If you are serious about film, must the films you enjoy be 'serious'? Can art and entertainment co-exist in the same work? Michael Open tackles these an other questions.

'Sitting through this pointless, dreary, nearly incoherent mess of a movie is a painful endurance test I wouldn't wish on my worst enemy. I tried to sneak out of a sneak preview, but didn't want to offend the cast and crew. I should have offended them anyway – gone home and done something creative – like taking out the garbage. The fact that this lackluster snore-fest won the Grand Prize at Sundance and good reviews from major critics is the latest proof that "serious" (read: "tedious") reality/verité-style European filmmaking is the only type, apparently, that American reviewers and judges deem worthy these days (audiences, thankfully, know better).

'How far we've come from the days of great cinema! I can't imagine what Welles or Hitchcock or John Ford would have thought of this tripe. Even the founding fathers of neo-realism would have taken a nap long before the last reel creaked through the projector.

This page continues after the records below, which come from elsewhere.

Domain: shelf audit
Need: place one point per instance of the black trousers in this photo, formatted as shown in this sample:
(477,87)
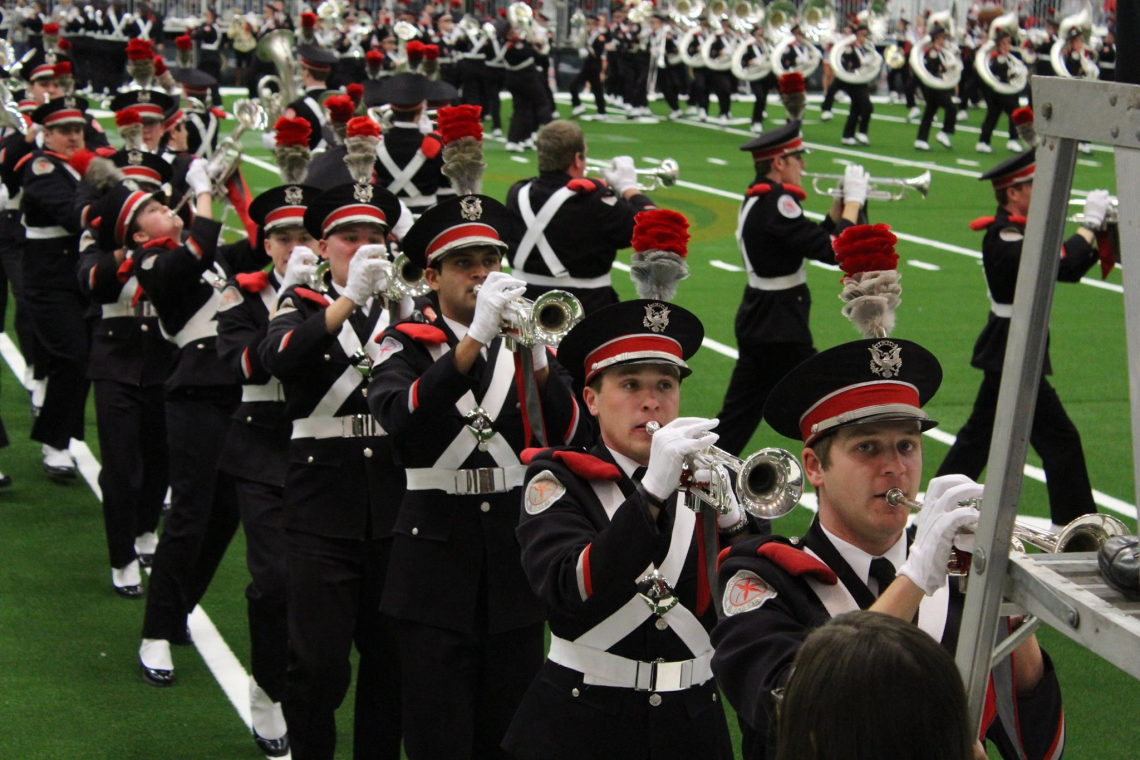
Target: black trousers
(260,505)
(591,74)
(758,369)
(1053,436)
(62,338)
(474,681)
(996,105)
(935,100)
(203,515)
(136,466)
(334,587)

'I never thought I'd be thanking God for Spielberg until I stumbled away in a daze from [this] trance-inducing catastrophe...'

I encountered the above comment on IMDb (www.imdb.com) by chance. I haven't seen the film in question and have no idea whether I would agree or disagree with the writer's judgement, but his general sentiments about the place of seriousness in modern cinema struck a chord with me. It seems to me that too many films these days are being lauded without being enjoyable or profound or even stylistically cohesive or expressive. So if they are none of the above things, what are they? They are 'serious'. Could it, I wondered, be some misinterpretation of the concept of 'serious cinema' that allows the talentlessly gloomy to thrive critically while those fine artists who respect their audiences are under-valued as pandering?